AÇÃO DIRETA
DE INCONSTITUCIONALIDADE N.º 154.526-0/0-00
Requerente :
Prefeito do Município de Santa Isabel
Requerida :
Câmara Municipal de Santa Isabel
Objeto :
Lei n.º 2.436, de 27 de agosto de
2007
Ementa: Lei municipal de iniciativa parlamentar que dispõe
sobre obrigatoriedade do Executivo utilizar somente papel reciclado na confecção
de seus impressos. Imposição de obrigação à Administração Pública. Criação de
despesas sem indicar a fonte dos recursos. Matéria afeta à administração pública.
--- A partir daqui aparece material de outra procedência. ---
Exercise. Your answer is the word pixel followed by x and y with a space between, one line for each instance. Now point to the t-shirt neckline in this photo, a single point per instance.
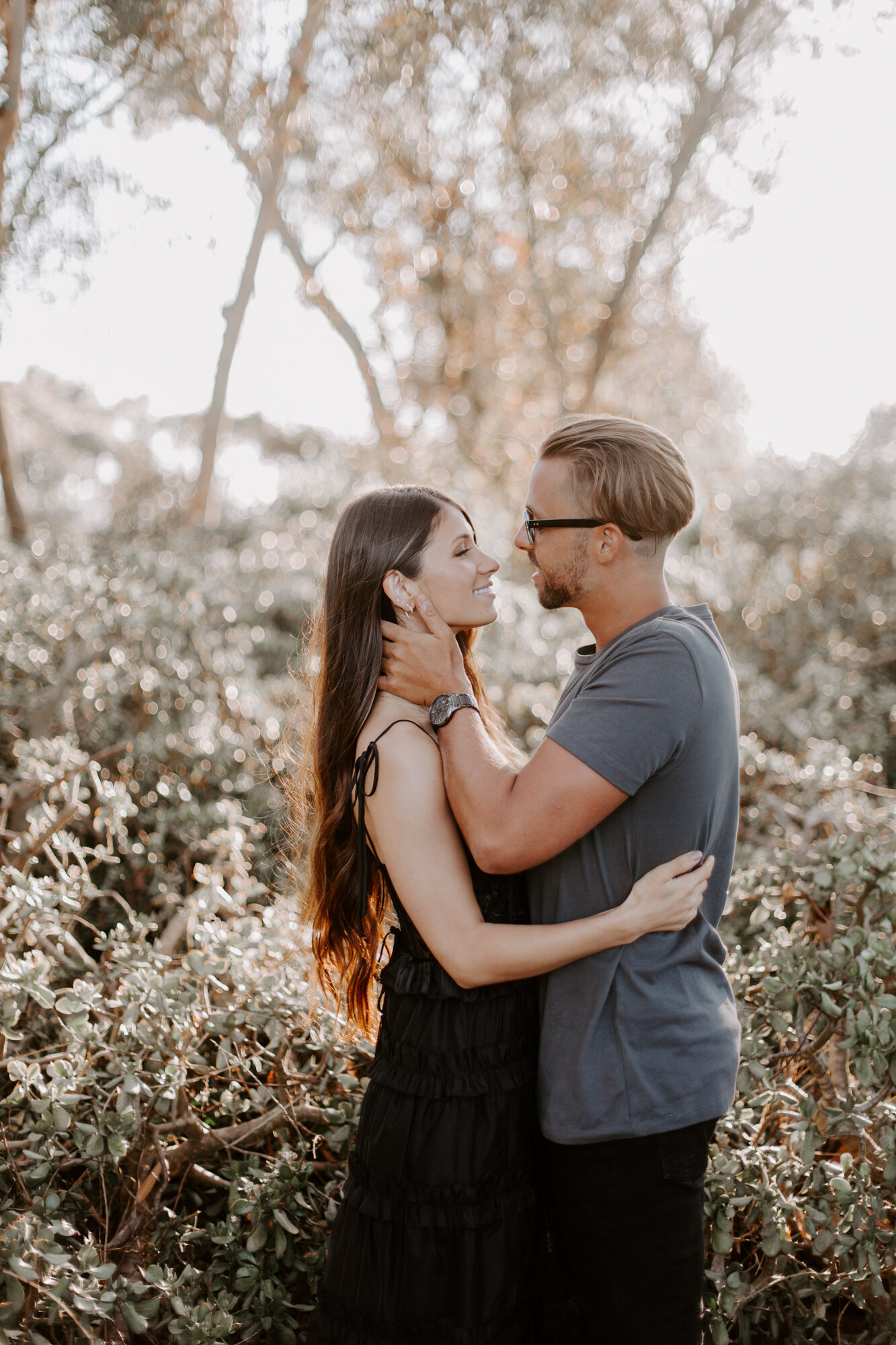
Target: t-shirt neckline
pixel 585 654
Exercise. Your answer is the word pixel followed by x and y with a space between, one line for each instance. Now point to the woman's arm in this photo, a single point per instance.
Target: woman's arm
pixel 417 840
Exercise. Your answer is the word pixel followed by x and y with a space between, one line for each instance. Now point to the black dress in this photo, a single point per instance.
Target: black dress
pixel 439 1239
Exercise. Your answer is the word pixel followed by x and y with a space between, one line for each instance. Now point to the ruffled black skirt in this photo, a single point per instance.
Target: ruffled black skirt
pixel 440 1237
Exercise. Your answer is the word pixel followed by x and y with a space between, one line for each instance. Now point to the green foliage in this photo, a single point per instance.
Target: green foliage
pixel 799 1195
pixel 801 575
pixel 177 1110
pixel 114 1052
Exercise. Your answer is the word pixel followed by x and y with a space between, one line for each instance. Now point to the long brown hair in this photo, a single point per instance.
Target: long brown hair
pixel 380 532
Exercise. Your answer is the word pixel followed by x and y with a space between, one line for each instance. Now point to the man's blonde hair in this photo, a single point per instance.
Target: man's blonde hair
pixel 626 473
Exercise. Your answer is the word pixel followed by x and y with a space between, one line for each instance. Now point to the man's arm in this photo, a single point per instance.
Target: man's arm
pixel 510 820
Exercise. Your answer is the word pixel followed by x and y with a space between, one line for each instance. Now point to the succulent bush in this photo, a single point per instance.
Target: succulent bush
pixel 175 1104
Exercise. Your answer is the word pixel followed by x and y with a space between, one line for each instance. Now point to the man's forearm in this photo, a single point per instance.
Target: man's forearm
pixel 479 785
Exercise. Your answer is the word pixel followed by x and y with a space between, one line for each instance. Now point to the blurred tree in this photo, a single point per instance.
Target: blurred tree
pixel 268 166
pixel 521 184
pixel 13 15
pixel 507 174
pixel 68 64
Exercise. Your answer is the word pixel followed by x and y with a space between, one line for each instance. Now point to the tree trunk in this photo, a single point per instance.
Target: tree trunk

Exclusividade de iniciativa do Prefeito Municipal. Inconstitucionalidade reconhecida.
Colendo
Órgão Especial
Senhor
Desembargador Relator
O
Prefeito Municipal de Santa Isabel propôs
esta ação direta objetivando a
declaração de inconstitucionalidade da Lei n.º 2.436, de 27 de agosto de 2007,
que “Dispõe sobre a obrigatoriedade de a
administração pública de Santa Isabel utilizar papel reciclado na confecção de
seus impressos e dá outras providências”. A Câmara Municipal forneceu suas
informações (fls. 75/76) e a D. Procuradoria-Geral do Estado não se manifestou
sobre o mérito (fls. 40/41). Não foi deferida a liminar (fl. 23) e o Requerente
agravou (fls. 28/38), tendo obtido êxito (fls. 61/70).
Entendemos
que a ação deva ser julgada procedente.
Há
que se aduzir desde logo que a Lei em questão é de iniciativa de vereador, tendo sido vetada pelo Executivo, mas derrubado posteriormente. Vislumbramos
afronta aos artigos 5.º, 25, 47, incs. I e II, e 144, da Constituição do Estado
de São Paulo a saber:
"Art. 5º - São Poderes do Estado,
independentes e harmônicos entre si, o Legislativo, o Executivo e o Judiciário.
(...)
Art. 25 - Nenhum projeto de lei que implique a
criação ou o aumento de despesa pública será sancionado sem que dele conste a indicação dos recursos disponíveis, próprios
para atender aos novos encargos.
Art. 47 - Compete privativamente ao Governador,
além de outras atribuições previstas nesta Constituição:
I - representar o Estado nas suas relações
jurídicas, políticas e administrativas;
II - exercer, com o auxílio dos Secretários de
Estado, a direção superior da
administração estadual;
Art. 144 - Os Municípios, com autonomia política, legislativa, administrativa e
financeira se auto organizarão por Lei Orgânica, atendidos os princípios estabelecidos na Constituição Federal e nesta
Constituição."(g.n.)
A
administração da cidade incumbe ao que, modernamente, chama-se de 'Governo', e que
tem na lei seu mais relevante instrumento,[1] participando
sempre o Poder Legislativo na função de aprovar-desaprovar os atos[2].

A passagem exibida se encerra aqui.